Unknown Sunday, May 13, 2012

I'm going to try each Sunday to muse over something I've thought of during the week. Today's is brought on by my churchin' this morning, but not all of them will be.


So the sermon today was about love. There was a fancy title and outline as usual, but I have to admit that I paid about as much attention to those two things as I ever do. And that is enough to see words printed on the page. (Hi Bill! Aren't you glad I don't make airplanes to fly around?)

But, it was about love. Naturally, the scripture was 1 Corinthians 13: 1-13.

Now, before I lose all of you who don't buy the Bible-bits, I'm not going to talk about this in terms of scripture. I do buy it and I know that these verses are talking about the love of God for all people (yeah, even you who don't buy the Bible-bits. He loves you too. Cope!) What I'm going to muse over is my own attempts, failures, and observations about the act of loving.

I've decided that Love is a Habit. Stop and think about your habits. Things that you do over and over and over without giving it much thought. I think love can be the same way.

Idealistic? Maybe. Impossible?  Maybe for some, but I never let the notion of something being impossible get in my way. That's a habit of mine. Tell me it is impossible and I'll either do it or talk the impossible out of it.

See, love isn't just a feeling. It is something we DO. Love is a big action made up of millions of tiny actions. So you don't have to feel a passionate attachment to someone to love them. You can display love through a smile (which is audible as well as visible,) through kindness and respect, or through helpfulness.

Those are the three biggies that I try to do when I'm out and about. I smile at everyone I can make eye contact with (I don't walk around with a big dopey grin on. I meet a person's eyes and smile.) I say please and thank you in a pleasant tone of voice through the drive through speakers. If someone is clearly struggling with something, I offer the best help I can while staying out of the 'creeper zone.'

I expect nothing in return, either. Love for loves sake is so much better to give.

Now, I fail at this a lot of times. People who whine about things they can fix, people who don't think as fast as I do, the Boy Scout when the tv is on, Elizabeth when she's overtired. These people are tough to show love to.

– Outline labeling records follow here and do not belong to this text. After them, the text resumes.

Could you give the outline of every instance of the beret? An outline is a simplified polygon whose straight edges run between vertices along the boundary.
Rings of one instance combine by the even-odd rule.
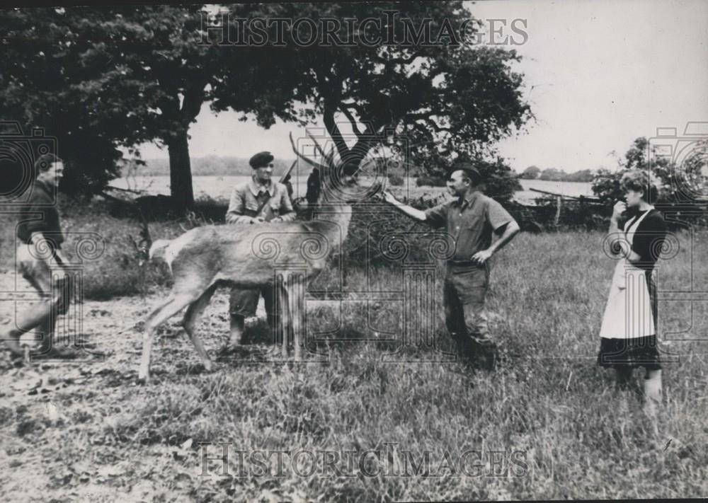
[[[473,166],[471,163],[462,162],[453,165],[452,168],[450,170],[450,175],[452,175],[455,171],[464,171],[467,176],[472,178],[472,181],[475,183],[481,180],[482,178],[477,168]]]
[[[263,168],[263,166],[270,164],[273,161],[273,158],[275,158],[270,152],[258,152],[251,158],[249,161],[249,164],[250,164],[251,167],[253,169]]]

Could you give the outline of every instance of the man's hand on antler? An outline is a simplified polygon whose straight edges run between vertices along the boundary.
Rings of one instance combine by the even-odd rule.
[[[384,190],[381,194],[381,197],[384,198],[384,200],[389,204],[398,204],[399,200],[394,197],[393,194],[389,192],[388,190]]]

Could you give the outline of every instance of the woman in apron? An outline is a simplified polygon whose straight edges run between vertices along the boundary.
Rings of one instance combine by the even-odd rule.
[[[619,255],[600,329],[598,364],[615,369],[624,386],[637,366],[646,369],[645,410],[651,416],[661,401],[661,365],[656,346],[655,265],[666,236],[656,200],[657,184],[645,171],[631,170],[620,185],[626,203],[615,205],[610,225],[610,249]],[[631,215],[620,229],[620,219]]]

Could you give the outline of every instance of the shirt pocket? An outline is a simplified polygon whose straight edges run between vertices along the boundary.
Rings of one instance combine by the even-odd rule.
[[[246,209],[251,212],[257,212],[258,210],[258,202],[251,197],[246,199],[245,206]]]

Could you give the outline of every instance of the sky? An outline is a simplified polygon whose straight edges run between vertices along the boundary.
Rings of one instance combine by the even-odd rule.
[[[525,20],[527,40],[510,48],[523,57],[514,68],[525,76],[535,120],[498,145],[518,171],[532,165],[568,172],[615,168],[612,153],[623,155],[635,138],[651,137],[658,127],[681,134],[688,121],[708,121],[708,1],[469,5],[482,20]],[[205,104],[190,129],[192,157],[245,158],[261,150],[292,157],[287,134],[302,134],[297,125],[279,122],[266,130],[239,115],[215,115]],[[166,148],[152,144],[140,150],[144,158],[167,158]]]

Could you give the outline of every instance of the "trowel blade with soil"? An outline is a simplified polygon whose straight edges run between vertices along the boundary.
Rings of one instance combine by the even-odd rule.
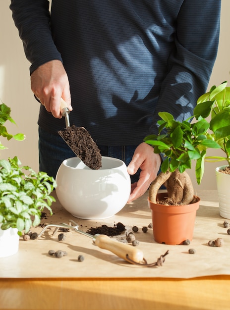
[[[73,125],[58,131],[73,153],[91,169],[98,170],[102,166],[102,155],[89,132],[83,127]]]
[[[58,132],[86,166],[98,170],[102,166],[102,155],[98,146],[85,128],[77,127],[74,125],[70,126],[69,110],[62,98],[60,110],[62,116],[65,117],[66,128]]]

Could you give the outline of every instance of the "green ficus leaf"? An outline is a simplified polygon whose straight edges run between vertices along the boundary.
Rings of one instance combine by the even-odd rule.
[[[169,169],[169,158],[166,158],[164,161],[163,161],[161,165],[161,170],[163,172],[166,172],[166,171]]]
[[[225,88],[227,86],[228,82],[226,81],[225,82],[223,82],[220,85],[216,87],[211,93],[209,95],[209,98],[210,100],[212,100],[218,94],[223,92],[223,91],[225,89]]]
[[[19,133],[14,135],[12,138],[17,141],[23,141],[25,140],[25,136],[24,134]]]
[[[0,183],[0,192],[13,192],[16,190],[16,187],[10,183]]]
[[[16,227],[19,231],[22,231],[25,227],[25,223],[22,218],[19,217],[17,219]]]
[[[0,159],[0,166],[5,169],[8,173],[9,173],[11,170],[10,163],[5,159]]]
[[[230,135],[230,108],[222,110],[211,120],[210,129],[217,139]]]
[[[211,113],[214,103],[214,101],[206,101],[196,105],[193,111],[196,119],[198,119],[200,116],[204,118],[207,117]]]
[[[168,113],[168,112],[159,112],[158,115],[165,122],[168,122],[169,120],[172,120],[173,119],[173,116],[172,115],[172,114],[170,114],[170,113]]]
[[[176,149],[180,146],[183,141],[183,132],[180,126],[177,126],[172,134],[172,142]]]

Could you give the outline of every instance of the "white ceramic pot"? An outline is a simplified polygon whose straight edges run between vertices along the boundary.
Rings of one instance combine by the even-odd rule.
[[[130,177],[124,162],[102,156],[102,166],[92,170],[78,157],[65,159],[58,170],[56,193],[73,216],[99,220],[113,216],[126,204]]]
[[[220,172],[226,166],[216,168],[216,179],[218,192],[220,215],[230,219],[230,175]]]
[[[3,230],[0,224],[0,258],[15,254],[18,251],[19,236],[17,228],[9,228]]]

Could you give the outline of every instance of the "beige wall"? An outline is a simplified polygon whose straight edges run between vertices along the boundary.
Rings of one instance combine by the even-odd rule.
[[[10,140],[8,147],[1,151],[0,158],[17,155],[23,164],[38,171],[38,118],[39,103],[30,90],[29,62],[25,58],[22,44],[14,26],[9,9],[9,0],[0,2],[0,100],[12,109],[11,115],[17,126],[8,126],[11,133],[22,132],[26,136],[22,142]],[[230,1],[222,0],[221,36],[218,54],[211,76],[210,86],[230,80]],[[209,18],[209,16],[207,16]],[[3,142],[2,139],[0,140]],[[218,165],[206,163],[205,175],[199,187],[194,169],[189,170],[195,188],[216,189],[215,168]]]

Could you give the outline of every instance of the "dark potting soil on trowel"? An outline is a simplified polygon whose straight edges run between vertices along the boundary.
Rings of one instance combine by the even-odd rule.
[[[89,168],[98,170],[102,166],[102,155],[88,130],[74,125],[58,132],[70,149]]]

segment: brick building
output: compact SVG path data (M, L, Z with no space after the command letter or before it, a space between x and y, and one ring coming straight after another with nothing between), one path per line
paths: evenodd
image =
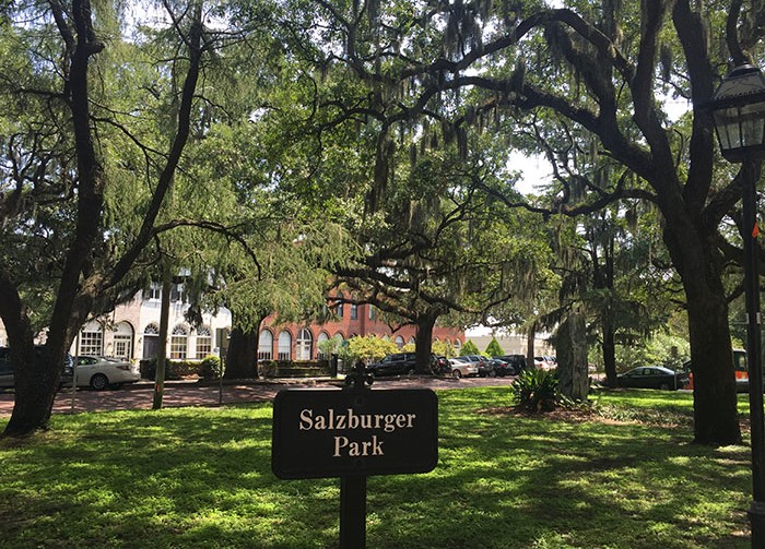
M158 285L139 293L128 303L121 305L108 315L87 322L72 345L72 355L113 356L129 360L151 358L160 347ZM219 354L225 330L231 330L231 312L220 309L216 314L204 313L202 325L190 325L184 313L183 285L175 285L170 295L167 356L175 360L201 360ZM340 336L348 339L355 335L374 334L388 337L399 347L414 343L414 326L396 331L376 318L369 305L343 303L334 307L336 319L323 324L274 324L269 317L261 325L258 358L272 360L313 360L318 357L318 344ZM460 330L436 327L433 341L448 339L456 349L464 343ZM39 343L45 342L45 336ZM0 346L8 345L4 326L0 323Z

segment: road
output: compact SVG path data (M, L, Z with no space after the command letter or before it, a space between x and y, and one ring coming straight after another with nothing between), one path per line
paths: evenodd
M435 391L471 386L508 386L514 377L507 378L470 378L455 380L451 378L390 378L377 379L373 389L421 389ZM243 384L223 385L223 404L263 402L272 399L283 389L327 389L338 390L342 381L338 380L274 380L255 381ZM151 409L154 384L139 382L115 391L78 390L72 398L71 390L62 390L56 395L54 414L76 414L82 411L105 411L120 409ZM2 390L0 390L2 391ZM181 381L167 382L163 395L164 407L217 406L221 402L219 385ZM13 409L13 393L0 392L0 418L10 417Z

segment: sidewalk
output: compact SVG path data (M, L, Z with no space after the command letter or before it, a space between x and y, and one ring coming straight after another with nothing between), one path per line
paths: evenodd
M433 390L459 389L463 386L508 385L514 378L471 378L455 380L452 378L386 378L376 380L375 389L415 389ZM272 399L283 389L326 389L338 391L343 386L344 378L280 378L273 380L225 381L223 394L216 382L180 380L165 382L162 398L163 407L219 406ZM91 391L79 389L61 390L54 402L54 414L76 414L82 411L105 411L120 409L151 409L154 399L154 382L139 381L116 391ZM0 392L0 418L9 417L13 410L13 393Z

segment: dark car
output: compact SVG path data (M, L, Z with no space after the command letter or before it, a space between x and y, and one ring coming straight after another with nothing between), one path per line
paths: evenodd
M395 353L379 362L368 365L366 371L377 377L409 374L414 373L415 363L414 353Z
M479 369L479 375L481 378L493 378L496 375L496 372L494 371L494 365L490 363L490 359L486 357L482 357L480 355L462 355L456 358L458 360L462 360L463 362L470 362L476 366Z
M431 371L433 373L450 373L451 366L449 365L449 359L431 353Z
M35 346L35 353L39 356L43 353L42 345ZM61 385L71 385L72 374L74 372L74 360L67 353L61 370ZM0 387L14 387L15 380L13 378L13 365L11 363L11 351L8 347L0 347Z
M495 368L497 375L518 375L526 370L526 357L523 355L503 355L494 357L501 365Z
M683 389L687 382L687 374L678 373L662 366L642 366L619 375L619 386L622 387L676 391Z

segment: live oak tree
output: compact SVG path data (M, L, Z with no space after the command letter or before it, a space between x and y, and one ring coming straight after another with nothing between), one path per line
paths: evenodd
M746 59L739 44L758 53L763 7L745 4L739 17L743 2L319 3L325 24L315 36L326 45L325 63L354 74L368 91L339 100L338 110L363 114L385 130L378 158L395 152L398 124L463 150L473 132L504 136L509 147L515 129L543 138L563 128L567 143L549 151L562 168L560 191L545 210L589 214L624 198L656 204L687 303L695 440L739 442L722 284L735 253L720 224L728 215L740 218L743 178L758 177L758 166L731 174L716 163L704 105L729 61ZM687 100L691 122L668 117L663 97ZM581 154L609 156L624 177L603 186L589 177L581 192L572 192L581 181L572 162ZM373 203L385 192L390 165L377 166Z
M156 222L201 123L204 68L233 36L202 1L163 2L148 34L120 28L118 7L1 9L0 317L16 379L4 435L47 428L79 327L136 289L136 265L170 228Z

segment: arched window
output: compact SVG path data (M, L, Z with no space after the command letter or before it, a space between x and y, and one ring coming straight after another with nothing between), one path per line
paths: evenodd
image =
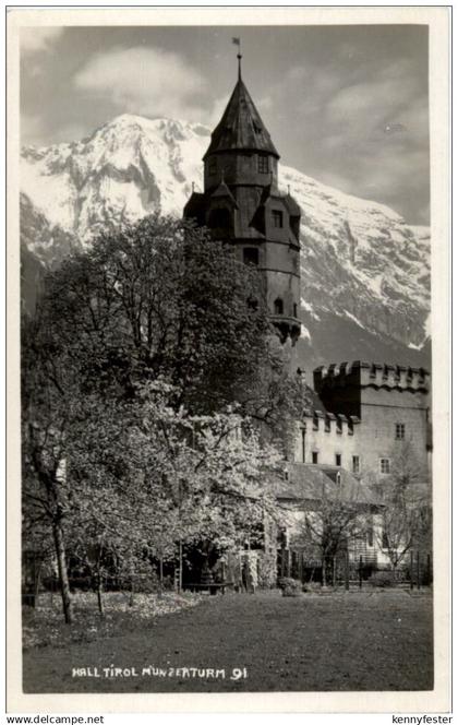
M208 226L218 234L232 234L232 214L228 209L213 209L208 216Z
M245 247L243 249L243 261L245 264L255 264L260 263L260 252L255 247Z
M275 314L282 314L284 313L284 300L277 297L277 299L274 302L274 312Z

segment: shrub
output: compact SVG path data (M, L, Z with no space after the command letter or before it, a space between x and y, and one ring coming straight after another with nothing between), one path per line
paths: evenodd
M302 591L309 594L313 594L313 592L320 592L322 589L322 585L320 582L305 582L305 584L302 585Z
M396 577L396 571L376 571L367 581L371 586L385 589L386 586L395 586L398 578Z
M278 586L284 596L299 596L301 594L302 584L297 579L290 577L282 577L278 580Z

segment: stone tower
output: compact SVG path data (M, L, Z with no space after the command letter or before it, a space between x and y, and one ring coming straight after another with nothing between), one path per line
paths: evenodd
M239 78L204 161L204 192L184 216L215 239L236 245L240 259L263 275L266 301L281 342L300 335L300 209L278 191L278 159L270 135Z

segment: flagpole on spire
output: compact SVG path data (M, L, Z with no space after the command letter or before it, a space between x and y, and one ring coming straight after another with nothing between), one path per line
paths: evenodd
M239 81L242 80L242 44L240 38L232 38L233 45L239 46L239 52L237 54L237 60L239 61Z

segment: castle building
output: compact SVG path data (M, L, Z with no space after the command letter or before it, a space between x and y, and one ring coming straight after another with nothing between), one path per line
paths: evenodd
M236 245L240 259L262 275L264 294L282 342L300 335L301 212L278 190L279 154L239 78L204 155L204 191L193 192L184 217Z
M426 370L358 360L316 368L313 379L314 405L299 427L297 462L341 466L383 480L408 447L418 474L427 478Z
M272 321L281 342L293 346L301 331L301 211L289 192L278 190L279 154L242 81L238 58L236 87L203 158L204 190L193 191L184 217L234 245L240 260L257 268ZM296 521L284 532L288 572L301 554L290 544L294 528L305 509L320 509L324 490L339 487L364 515L373 515L376 526L379 501L365 484L369 478L383 483L393 473L403 444L423 482L429 478L430 378L424 369L355 361L317 368L313 377L312 404L298 423L293 460L276 482L277 499ZM265 538L265 555L275 560L278 540ZM386 551L376 551L375 542L371 530L352 543L350 557L386 564Z

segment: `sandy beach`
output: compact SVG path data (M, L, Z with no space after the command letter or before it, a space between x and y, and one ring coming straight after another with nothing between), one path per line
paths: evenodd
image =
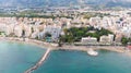
M51 50L88 51L88 49L94 49L94 50L104 49L104 50L116 51L116 52L124 52L126 51L126 47L122 47L122 46L72 46L72 45L63 45L62 47L58 47L57 44L52 44L52 42L45 42L41 40L29 39L29 38L25 38L25 40L23 41L23 38L16 38L16 37L0 37L0 40L29 44L29 45L35 45L35 46L41 47L44 49L51 49Z

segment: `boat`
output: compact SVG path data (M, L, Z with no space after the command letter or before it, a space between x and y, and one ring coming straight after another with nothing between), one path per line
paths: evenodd
M90 49L90 50L87 51L87 53L88 53L90 56L98 56L98 52L97 52L97 51L94 51L93 49Z

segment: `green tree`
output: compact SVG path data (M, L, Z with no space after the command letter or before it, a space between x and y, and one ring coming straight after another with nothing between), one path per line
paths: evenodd
M129 39L126 38L126 37L122 37L121 42L122 42L123 46L126 46L126 45L128 45Z

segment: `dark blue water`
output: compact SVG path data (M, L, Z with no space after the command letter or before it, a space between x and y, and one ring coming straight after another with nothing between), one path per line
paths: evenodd
M45 51L31 45L0 41L0 73L24 73Z
M131 73L131 57L110 51L99 51L98 57L80 51L52 51L34 73Z

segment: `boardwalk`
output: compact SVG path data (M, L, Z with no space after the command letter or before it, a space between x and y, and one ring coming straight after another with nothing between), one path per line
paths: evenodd
M46 60L46 58L48 57L49 52L50 52L50 49L47 49L47 51L43 56L43 58L33 68L28 69L24 73L32 73L34 70L38 69L43 64L43 62Z

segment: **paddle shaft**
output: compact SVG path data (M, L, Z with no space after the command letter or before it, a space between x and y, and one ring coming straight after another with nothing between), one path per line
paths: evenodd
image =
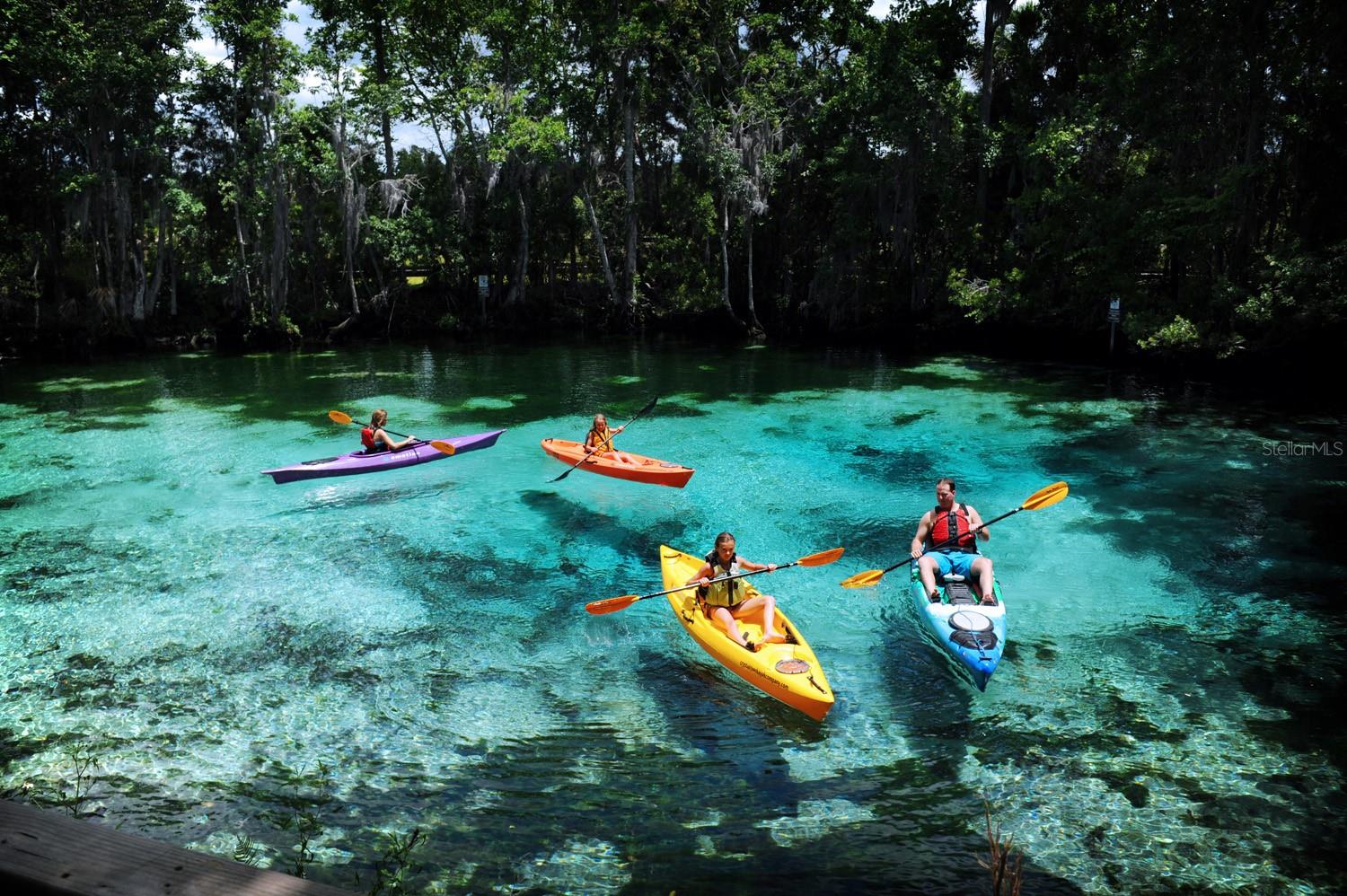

I feel particularly bad about the Boy Scout and Elizabeth. They mean the world to me and yet so often they end up with the worst of me instead of the best. I find myself apologizing to both of them so often - even the small girl! I apologize to her so much because sometimes being mommy means being tough because I love her. But even the apologies are an act of love. I do wrong by being impatient. I know it and I apologize for it and over time, I've gotten better about it. If I did not apologize for doing wrong, it would be selfish of me.

And selfish can't love anyone else. Because selfish is 100% me, me, me. That's not to say I'm never selfish! Oh, boy am I! That is something else I work at curing.

My attempts to love all really took a hit last year after Boy Scout's sister and her family lived with us for a while. It has taken me the better part of a year to go from burning hate to mild indifference towards them. And I forced myself to take on sewing for their child during Lent this year to get to that point. My hope is that one day (with God's help) to be able to honestly be able to say that I love them.

Until then, I fake it.

Now hold on a second before you get all up in arms on me about that. I know, I know! There's a million reasons why faking anything is a Very Bad Thing. Faking it is lying! Faking it is not being true to myself! Faking it is unfair! Know what I say to that?

BLAH BLAH BLAH!

The human being is a very interesting creature. We can see something or be told something is one thing but if it doesn't jibe with our own opinion of the world, we can twist it around in our heads to line up with what we know. Stop. Think about it. Think! Think about all the times through history that people have been convinced that some other bunch of humans were less-than-worthy! If it works that way, can't it work the other way instead? As a teenage girl who has fancied the biggest loser on the block - she'll tell you it can!

I do not want to cheat anyone out of a little brighter day, a little bit of help, or a little kindness if I can help it. I really don't. So when the Boy Scout has to be told something for the 5th time because the tv is on and it is All Consuming to him, as mad as I am, I try to at least keep my voice level. And when Elizabeth is screaming and kicking about not wanting a nap because she is overtired, I try to keep my voice quiet and usually give in to one more story. I offer, 'I'm sorry to hear that' and 'Let's try again' to the people who whine and the slower thinkers. And to my in-laws I offer nothing more or less than civility. And it serves the purpose until I do it often enough that the faking isn't necessary because I *do* love those people.

I have decided that I want to live my life with love. I can spread that around. Sometimes it is easy as pie! Sometimes, it is the last thing that I want to do. Sometimes I do a pretty good job of it. And sometimes I fail miserably.

But then I think about how it can be a pretty stinky world right now - people are at each other's throats over the silliest things. *Everything* seems to be a violently contentious issue right now. It is so disheartening for me to watch! Maybe while I try to pick up this habit of loving everyone I can give a little hope. A little brightness. A little laughter.